About a year after we moved to Haddonfield, my mom's brother Bob - Uncle Bob, as he was known to both friends and family - moved next door to us. He, Aunt Doris, and their two boys had lived in a small apartment on Chestnut Street, in a house owned by his sister Ida.
Uncle Bob was an artist. When I was a child, he worked at the old Sears store in Camden - doing their displays. During my high school years he left Sears and bought Peter's, the sandwich shop on Haddon Avenue that had been the after school hang out. This venture didn't work out, and he went back to work as a display artist at Hannick's Displays in Philadelphia until he retired.
Uncle Bob fought in World War II - he had been at the Battle of the Bulge, served in Germany, and was a member of the American Legion in Haddonfield. A few years ago he commented that he had lost the book with his unit's history, for which he had drawn the maps. We found a copy in a library. His maps appear throughout, but sadly he is not credited.
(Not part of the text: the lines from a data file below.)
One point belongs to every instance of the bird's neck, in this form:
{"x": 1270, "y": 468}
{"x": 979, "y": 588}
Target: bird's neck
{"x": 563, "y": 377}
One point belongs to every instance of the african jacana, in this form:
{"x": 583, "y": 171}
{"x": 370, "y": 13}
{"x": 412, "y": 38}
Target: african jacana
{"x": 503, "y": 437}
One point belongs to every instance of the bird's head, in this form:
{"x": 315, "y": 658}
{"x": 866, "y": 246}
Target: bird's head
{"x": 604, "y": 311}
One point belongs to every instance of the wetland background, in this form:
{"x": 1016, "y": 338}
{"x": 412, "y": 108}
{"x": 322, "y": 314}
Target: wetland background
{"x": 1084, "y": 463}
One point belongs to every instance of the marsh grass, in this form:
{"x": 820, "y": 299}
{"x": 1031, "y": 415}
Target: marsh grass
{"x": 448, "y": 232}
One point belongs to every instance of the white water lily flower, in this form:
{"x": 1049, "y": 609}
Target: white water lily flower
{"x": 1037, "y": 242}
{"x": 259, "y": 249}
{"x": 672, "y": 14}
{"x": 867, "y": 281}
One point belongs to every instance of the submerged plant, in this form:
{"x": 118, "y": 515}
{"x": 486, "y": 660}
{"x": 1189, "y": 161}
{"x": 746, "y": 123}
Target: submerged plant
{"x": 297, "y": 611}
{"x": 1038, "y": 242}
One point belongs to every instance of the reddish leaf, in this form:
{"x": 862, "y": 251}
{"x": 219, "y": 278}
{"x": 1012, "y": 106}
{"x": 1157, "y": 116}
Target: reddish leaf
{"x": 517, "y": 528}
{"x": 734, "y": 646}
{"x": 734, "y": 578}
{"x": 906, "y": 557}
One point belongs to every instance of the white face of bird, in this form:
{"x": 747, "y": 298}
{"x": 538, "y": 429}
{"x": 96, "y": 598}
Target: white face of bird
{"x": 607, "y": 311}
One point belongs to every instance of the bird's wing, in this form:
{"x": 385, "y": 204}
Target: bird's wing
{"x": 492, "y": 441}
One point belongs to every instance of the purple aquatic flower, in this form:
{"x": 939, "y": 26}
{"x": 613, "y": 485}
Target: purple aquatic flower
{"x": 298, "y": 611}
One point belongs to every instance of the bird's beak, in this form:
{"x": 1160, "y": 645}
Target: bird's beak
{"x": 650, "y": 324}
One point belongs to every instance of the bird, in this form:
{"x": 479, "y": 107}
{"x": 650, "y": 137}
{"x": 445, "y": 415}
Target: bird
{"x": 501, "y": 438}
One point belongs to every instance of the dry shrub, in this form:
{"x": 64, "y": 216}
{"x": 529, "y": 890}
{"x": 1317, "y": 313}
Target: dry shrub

He was a long-time member of the Haddonfield Fire Company. Somehow Uncle Bob and the Fire Company became inseparable in my mind. There were always firemen at his house and mementos all around - pictures, needlework, plates, figurines - radiating his devotion. He and Aunt Doris went everywhere in their Fire Company jackets, even years after he retired.
Uncle Bob thrived in the company of other people. It seemed that there was always someone over for dinner on the weekends, even if there wasn't a party. And he loved to throw parties, for which he would decorate as only he could. I still remember the day he came out with a devilish look on his face - we called it "the Uncle Bob look" - and before we knew it the dead mimosa tree between our houses was painted in rainbow colors and populated by stuffed parrots. I think he did this for a tropical party he was planning, but the tree and the parrots remained long afterward. It wasn't unusual to hear the squeal of brakes and the sound of a car backing up so that the driver could take a second look at the rainbow tree.
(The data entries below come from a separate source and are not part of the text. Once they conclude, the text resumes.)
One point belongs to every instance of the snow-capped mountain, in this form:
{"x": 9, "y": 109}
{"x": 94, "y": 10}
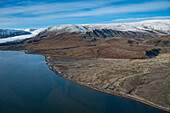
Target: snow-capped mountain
{"x": 144, "y": 26}
{"x": 4, "y": 33}
{"x": 18, "y": 34}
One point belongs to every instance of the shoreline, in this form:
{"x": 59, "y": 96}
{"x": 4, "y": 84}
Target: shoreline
{"x": 114, "y": 93}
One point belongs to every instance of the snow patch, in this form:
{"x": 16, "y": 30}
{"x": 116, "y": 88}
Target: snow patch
{"x": 162, "y": 25}
{"x": 21, "y": 37}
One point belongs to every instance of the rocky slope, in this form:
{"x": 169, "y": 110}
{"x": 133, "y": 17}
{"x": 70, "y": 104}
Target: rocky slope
{"x": 85, "y": 54}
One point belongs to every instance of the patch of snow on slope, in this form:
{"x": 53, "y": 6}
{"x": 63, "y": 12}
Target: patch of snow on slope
{"x": 21, "y": 37}
{"x": 162, "y": 25}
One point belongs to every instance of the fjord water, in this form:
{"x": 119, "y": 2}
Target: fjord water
{"x": 27, "y": 85}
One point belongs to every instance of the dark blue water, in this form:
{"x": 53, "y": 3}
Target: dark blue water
{"x": 27, "y": 85}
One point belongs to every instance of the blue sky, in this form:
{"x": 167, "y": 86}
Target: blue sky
{"x": 46, "y": 13}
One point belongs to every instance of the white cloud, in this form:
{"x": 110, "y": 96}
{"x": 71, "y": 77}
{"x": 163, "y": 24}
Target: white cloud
{"x": 139, "y": 19}
{"x": 51, "y": 11}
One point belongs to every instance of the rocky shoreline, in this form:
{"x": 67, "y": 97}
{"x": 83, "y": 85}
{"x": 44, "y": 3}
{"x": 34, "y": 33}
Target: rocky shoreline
{"x": 66, "y": 68}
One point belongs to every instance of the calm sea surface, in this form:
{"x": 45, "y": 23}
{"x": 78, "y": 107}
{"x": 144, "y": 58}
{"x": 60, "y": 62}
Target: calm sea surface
{"x": 27, "y": 85}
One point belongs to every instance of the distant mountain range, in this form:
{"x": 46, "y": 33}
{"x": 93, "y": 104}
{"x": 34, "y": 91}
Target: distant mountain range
{"x": 7, "y": 35}
{"x": 118, "y": 40}
{"x": 141, "y": 30}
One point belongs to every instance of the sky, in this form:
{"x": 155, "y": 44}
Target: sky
{"x": 46, "y": 13}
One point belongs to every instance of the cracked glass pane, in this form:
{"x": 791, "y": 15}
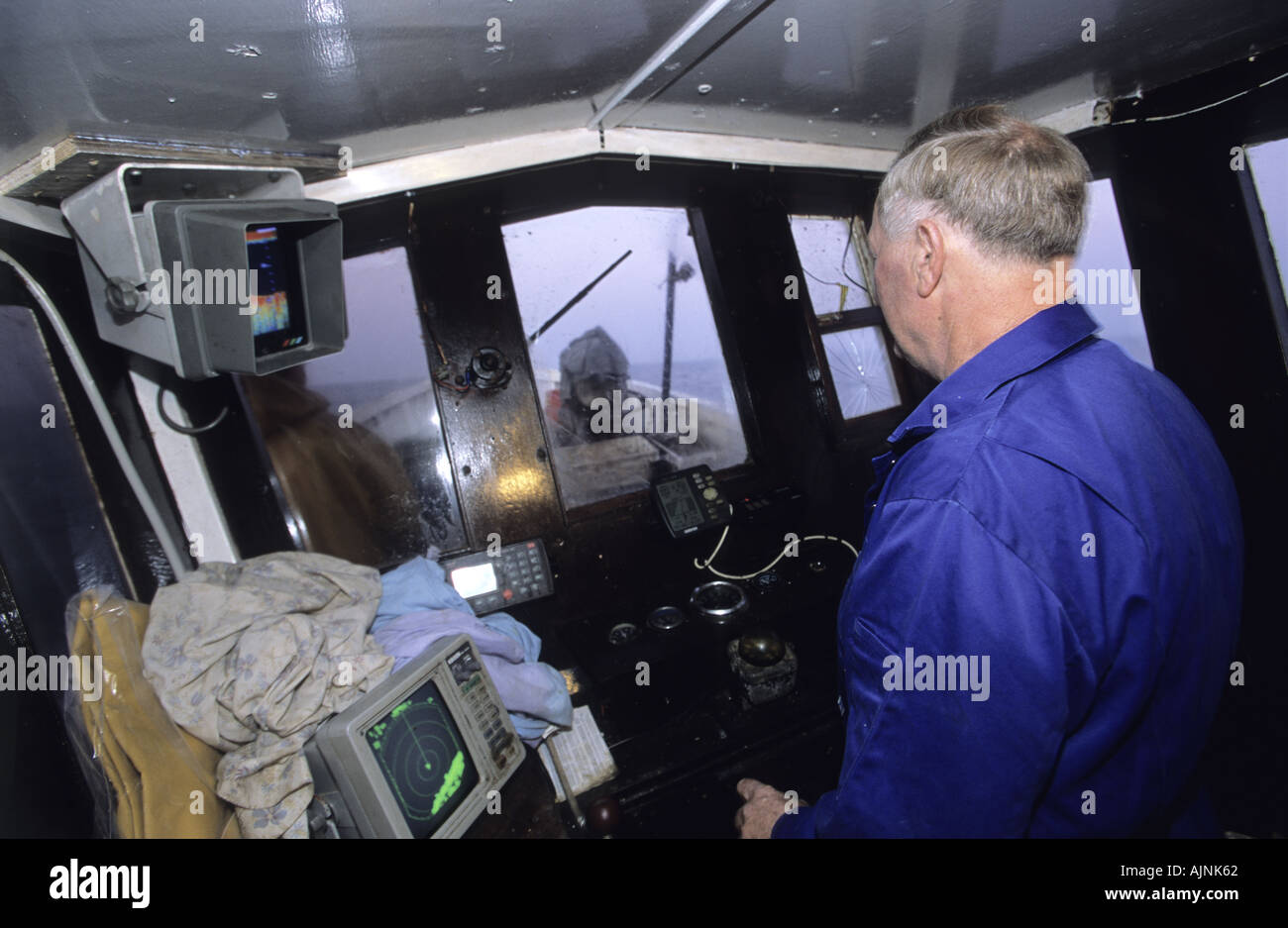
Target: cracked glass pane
{"x": 829, "y": 258}
{"x": 861, "y": 370}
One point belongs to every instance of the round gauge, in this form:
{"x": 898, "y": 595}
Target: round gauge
{"x": 665, "y": 618}
{"x": 719, "y": 601}
{"x": 623, "y": 634}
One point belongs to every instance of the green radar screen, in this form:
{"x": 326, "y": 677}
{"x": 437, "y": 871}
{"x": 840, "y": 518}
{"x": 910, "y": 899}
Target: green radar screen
{"x": 424, "y": 760}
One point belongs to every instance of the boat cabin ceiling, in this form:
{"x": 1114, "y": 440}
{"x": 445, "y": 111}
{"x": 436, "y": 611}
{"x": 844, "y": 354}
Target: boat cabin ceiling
{"x": 549, "y": 202}
{"x": 391, "y": 78}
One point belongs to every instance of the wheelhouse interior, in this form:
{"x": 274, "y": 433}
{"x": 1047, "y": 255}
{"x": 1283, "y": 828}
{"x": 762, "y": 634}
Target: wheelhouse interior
{"x": 526, "y": 187}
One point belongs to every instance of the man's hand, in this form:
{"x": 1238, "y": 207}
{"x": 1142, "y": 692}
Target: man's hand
{"x": 761, "y": 808}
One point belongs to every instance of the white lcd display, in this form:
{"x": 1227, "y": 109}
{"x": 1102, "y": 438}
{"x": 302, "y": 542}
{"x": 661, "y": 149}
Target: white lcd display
{"x": 475, "y": 580}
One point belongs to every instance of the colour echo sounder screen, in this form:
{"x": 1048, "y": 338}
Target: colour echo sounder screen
{"x": 424, "y": 759}
{"x": 269, "y": 255}
{"x": 681, "y": 507}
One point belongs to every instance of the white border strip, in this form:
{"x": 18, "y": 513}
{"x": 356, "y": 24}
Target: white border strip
{"x": 743, "y": 150}
{"x": 455, "y": 163}
{"x": 34, "y": 216}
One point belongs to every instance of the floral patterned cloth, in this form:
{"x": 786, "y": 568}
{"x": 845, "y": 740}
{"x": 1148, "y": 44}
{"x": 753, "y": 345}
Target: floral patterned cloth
{"x": 252, "y": 658}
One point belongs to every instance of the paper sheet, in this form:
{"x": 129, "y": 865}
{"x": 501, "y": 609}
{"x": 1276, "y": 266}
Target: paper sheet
{"x": 583, "y": 755}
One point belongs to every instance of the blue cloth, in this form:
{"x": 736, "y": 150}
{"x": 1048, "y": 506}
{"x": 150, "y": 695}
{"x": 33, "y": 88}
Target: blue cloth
{"x": 1063, "y": 511}
{"x": 419, "y": 606}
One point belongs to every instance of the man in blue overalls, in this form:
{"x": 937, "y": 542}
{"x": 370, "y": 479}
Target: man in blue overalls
{"x": 1043, "y": 614}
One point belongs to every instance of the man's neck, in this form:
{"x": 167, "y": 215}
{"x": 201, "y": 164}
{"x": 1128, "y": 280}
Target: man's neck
{"x": 991, "y": 303}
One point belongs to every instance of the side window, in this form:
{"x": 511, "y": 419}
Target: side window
{"x": 1269, "y": 163}
{"x": 845, "y": 322}
{"x": 1103, "y": 279}
{"x": 629, "y": 365}
{"x": 355, "y": 438}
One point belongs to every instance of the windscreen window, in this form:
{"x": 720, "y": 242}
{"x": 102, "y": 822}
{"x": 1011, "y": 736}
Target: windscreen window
{"x": 629, "y": 365}
{"x": 1269, "y": 163}
{"x": 828, "y": 253}
{"x": 845, "y": 322}
{"x": 1103, "y": 279}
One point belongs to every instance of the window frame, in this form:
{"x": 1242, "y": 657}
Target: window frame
{"x": 725, "y": 336}
{"x": 875, "y": 426}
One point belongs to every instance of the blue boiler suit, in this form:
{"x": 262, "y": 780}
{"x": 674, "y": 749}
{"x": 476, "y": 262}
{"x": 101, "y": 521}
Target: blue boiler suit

As Uncle Bob and Aunt Doris got older, they couldn't socialize the way they had over the years. During the 1980's surgery to remove a brain tumor stole the ability of his hands to create - a decoration for a friend or relative, the wooden ship he had begun to build in the basement, or just something silly to make someone smile.
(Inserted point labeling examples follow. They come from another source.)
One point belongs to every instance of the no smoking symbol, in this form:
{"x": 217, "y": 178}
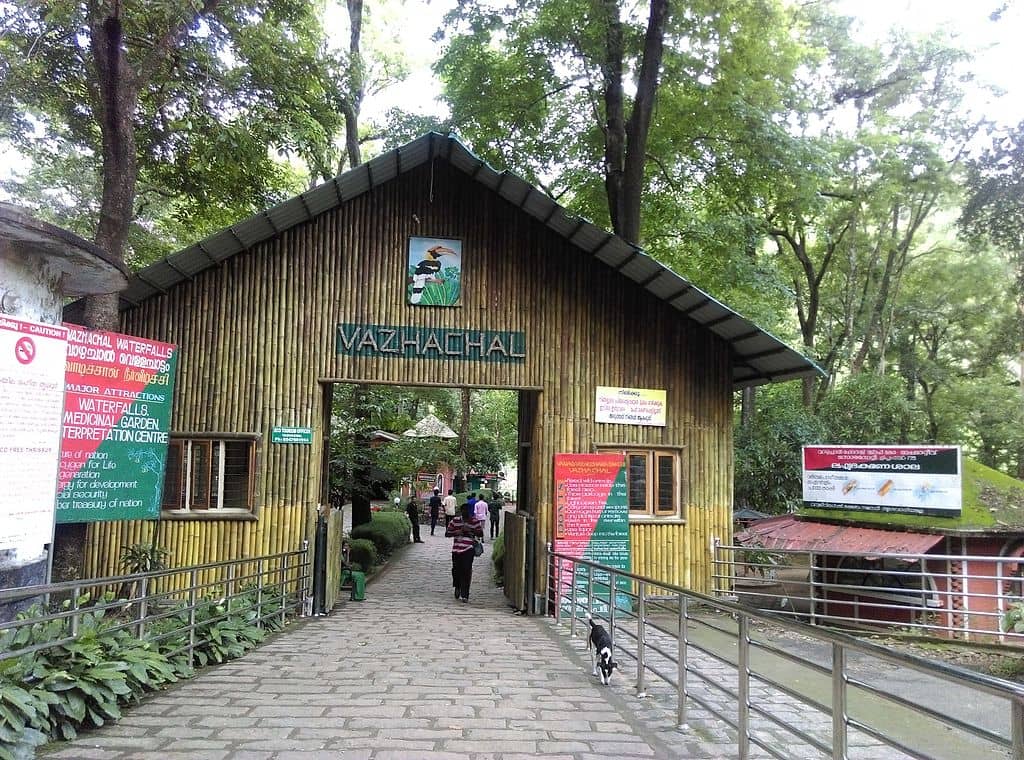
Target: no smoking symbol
{"x": 25, "y": 350}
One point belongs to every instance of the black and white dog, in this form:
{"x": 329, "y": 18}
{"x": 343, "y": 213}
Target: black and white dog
{"x": 599, "y": 644}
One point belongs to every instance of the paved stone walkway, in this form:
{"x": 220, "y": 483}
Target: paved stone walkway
{"x": 409, "y": 673}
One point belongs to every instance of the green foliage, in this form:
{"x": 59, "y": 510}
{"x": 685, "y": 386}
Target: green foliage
{"x": 227, "y": 629}
{"x": 363, "y": 552}
{"x": 865, "y": 409}
{"x": 237, "y": 80}
{"x": 768, "y": 461}
{"x": 387, "y": 531}
{"x": 1013, "y": 619}
{"x": 84, "y": 681}
{"x": 142, "y": 558}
Soon friends began to drift away, unaware of the poor health that was overtaking the once vibrant couple. Aunt Doris died a couple of years ago; and without her as a buffer between him and others, we discovered how ill Uncle Bob really was. It was Alzheimer's. He entered a nursing home where he was back among people - at his job in Philadelphia, or eating lunch at the fire hall, or helping his sister Ida build something at one of her houses. Even in his fantasy world he knew us when we visited and was delighted to have the company.
Uncle Bob died on February 9, eight days
after his sister Ida - we like to think that she
had a project up there that needed his artistic touch. His funeral was
quiet. After the firemen, the legionnaires, and the friends and neighbors
paid their respects, we said our good-byes to Uncle Bob, as he rested
in the Haddonfield Fire Company uniform he had always worn so proudly.